# Derivative

• Apr 5th 2009, 12:45 PM
ment2byours
Derivative
What is the derivative of (sin|x|)^3?

-for x>0
-for x<0

I think it is 3sin|x|*(cos|x|) for the first and 3sin|x|*(-cos|x|) for the second but I'm not sure. . .
• Apr 5th 2009, 12:59 PM
skeeter
Quote:

Originally Posted by ment2byours
What is the derivative of (sin|x|)^3?

-for x>0
-for x<0

I think it is 3sin|x|*(cos|x|) for the first and 3sin|x|*(-cos|x|) for the second but I'm not sure. . .

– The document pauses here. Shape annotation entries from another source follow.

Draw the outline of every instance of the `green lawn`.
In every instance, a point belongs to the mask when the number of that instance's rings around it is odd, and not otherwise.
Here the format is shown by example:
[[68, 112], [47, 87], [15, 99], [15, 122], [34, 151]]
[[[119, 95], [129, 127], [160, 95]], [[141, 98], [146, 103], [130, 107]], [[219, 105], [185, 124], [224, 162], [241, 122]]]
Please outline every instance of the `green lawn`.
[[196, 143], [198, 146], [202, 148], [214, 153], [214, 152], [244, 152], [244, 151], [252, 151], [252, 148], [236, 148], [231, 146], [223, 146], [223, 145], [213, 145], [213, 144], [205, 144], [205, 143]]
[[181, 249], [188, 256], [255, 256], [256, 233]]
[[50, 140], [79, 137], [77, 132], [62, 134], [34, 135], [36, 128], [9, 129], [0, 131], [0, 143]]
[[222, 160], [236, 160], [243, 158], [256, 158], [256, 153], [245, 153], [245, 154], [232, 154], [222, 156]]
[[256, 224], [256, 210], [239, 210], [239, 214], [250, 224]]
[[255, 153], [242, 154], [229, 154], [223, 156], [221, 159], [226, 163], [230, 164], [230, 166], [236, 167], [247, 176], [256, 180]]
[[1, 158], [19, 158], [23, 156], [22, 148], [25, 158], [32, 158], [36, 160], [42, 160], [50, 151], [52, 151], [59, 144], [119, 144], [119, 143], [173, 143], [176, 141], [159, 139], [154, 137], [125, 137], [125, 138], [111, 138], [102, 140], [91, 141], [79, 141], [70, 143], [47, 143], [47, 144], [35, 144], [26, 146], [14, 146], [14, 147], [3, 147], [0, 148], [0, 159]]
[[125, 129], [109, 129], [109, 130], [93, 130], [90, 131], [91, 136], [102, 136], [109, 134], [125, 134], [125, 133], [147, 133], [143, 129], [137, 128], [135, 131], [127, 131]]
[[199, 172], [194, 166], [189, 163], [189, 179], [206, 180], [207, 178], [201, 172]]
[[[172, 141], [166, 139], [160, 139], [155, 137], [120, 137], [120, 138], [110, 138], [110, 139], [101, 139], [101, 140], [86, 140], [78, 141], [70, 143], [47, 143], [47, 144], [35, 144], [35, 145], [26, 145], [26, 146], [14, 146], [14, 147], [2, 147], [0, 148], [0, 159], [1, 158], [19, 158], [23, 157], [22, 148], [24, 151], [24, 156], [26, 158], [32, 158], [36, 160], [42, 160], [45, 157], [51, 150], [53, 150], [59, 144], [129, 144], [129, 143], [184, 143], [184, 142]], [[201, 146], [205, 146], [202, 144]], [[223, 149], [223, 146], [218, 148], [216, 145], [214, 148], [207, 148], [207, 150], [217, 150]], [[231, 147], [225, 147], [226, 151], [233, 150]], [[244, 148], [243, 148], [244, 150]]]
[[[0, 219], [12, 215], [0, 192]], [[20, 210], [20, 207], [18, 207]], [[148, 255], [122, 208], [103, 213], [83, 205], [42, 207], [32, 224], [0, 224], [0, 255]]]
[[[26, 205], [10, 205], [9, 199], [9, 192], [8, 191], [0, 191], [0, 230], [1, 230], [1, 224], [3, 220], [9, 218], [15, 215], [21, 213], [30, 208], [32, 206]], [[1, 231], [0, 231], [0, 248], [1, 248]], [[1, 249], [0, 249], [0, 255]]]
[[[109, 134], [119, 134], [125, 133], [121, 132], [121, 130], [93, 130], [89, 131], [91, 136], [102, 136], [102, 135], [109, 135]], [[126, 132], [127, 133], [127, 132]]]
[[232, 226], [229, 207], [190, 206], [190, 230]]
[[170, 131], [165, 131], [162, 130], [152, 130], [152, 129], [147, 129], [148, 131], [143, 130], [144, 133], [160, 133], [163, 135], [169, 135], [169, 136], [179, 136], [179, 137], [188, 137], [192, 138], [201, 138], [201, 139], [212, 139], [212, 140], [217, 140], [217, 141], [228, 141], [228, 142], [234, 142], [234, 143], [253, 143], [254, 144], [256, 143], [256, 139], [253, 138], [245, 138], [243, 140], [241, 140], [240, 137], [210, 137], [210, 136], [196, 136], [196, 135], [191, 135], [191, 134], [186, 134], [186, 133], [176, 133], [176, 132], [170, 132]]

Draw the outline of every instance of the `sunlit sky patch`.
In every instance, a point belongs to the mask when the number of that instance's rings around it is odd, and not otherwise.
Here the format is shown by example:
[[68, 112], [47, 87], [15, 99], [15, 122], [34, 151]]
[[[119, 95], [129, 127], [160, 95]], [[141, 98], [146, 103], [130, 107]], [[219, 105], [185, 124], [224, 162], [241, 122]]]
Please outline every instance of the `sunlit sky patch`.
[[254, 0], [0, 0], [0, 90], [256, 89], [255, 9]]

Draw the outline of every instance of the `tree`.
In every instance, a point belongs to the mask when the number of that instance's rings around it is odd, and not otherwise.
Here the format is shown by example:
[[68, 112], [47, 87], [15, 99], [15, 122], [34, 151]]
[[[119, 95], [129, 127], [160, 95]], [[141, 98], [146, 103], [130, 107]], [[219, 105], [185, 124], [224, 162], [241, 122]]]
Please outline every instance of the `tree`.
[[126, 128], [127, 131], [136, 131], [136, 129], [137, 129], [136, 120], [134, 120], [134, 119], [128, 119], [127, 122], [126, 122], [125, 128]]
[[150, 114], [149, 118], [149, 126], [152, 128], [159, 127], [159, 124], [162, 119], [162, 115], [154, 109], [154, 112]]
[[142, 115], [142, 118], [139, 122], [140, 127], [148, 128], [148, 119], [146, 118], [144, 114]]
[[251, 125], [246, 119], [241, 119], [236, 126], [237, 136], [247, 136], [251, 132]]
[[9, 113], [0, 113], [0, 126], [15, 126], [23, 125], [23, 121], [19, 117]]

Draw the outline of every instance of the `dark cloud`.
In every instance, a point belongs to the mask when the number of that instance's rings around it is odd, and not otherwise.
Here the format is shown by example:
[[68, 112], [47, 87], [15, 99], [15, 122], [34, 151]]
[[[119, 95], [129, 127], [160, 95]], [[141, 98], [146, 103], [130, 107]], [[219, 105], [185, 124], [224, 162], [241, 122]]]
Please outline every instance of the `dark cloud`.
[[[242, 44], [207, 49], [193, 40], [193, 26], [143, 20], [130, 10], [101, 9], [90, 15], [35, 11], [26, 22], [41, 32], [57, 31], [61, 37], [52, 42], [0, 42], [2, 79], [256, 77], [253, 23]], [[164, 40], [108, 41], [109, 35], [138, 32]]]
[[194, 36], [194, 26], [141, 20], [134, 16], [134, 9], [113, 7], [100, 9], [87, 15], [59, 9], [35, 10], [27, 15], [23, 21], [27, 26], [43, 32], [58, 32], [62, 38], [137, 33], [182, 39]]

$\displaystyle \frac{d}{dx}(\sin|x|)^3 = 3(\sin|x|)^2 \cdot (\cos|x|) \cdot \frac{x}{|x|}$

if $\displaystyle x > 0$ , $\displaystyle |x| = x$

if $\displaystyle x < 0$ , $\displaystyle |x| = -x$
• Apr 5th 2009, 01:04 PM
Jhevon
alternatively, using the definition of $\displaystyle |x|$, you could realize you have the function:
$\displaystyle f(x) = \left \{ \begin{array}{ll} (\sin x)^3 & \text{ if } x > 0 \\ (\sin (-x))^3 & \text{ if } x < 0 \end{array} \right.$

$\displaystyle {\color{white}f(x)} = \left \{ \begin{array}{ll} (\sin x)^3 & \text{ if } x > 0 \\ -(\sin x)^3 & \text{ if } x < 0 \end{array} \right.$

now differentiate piece by piece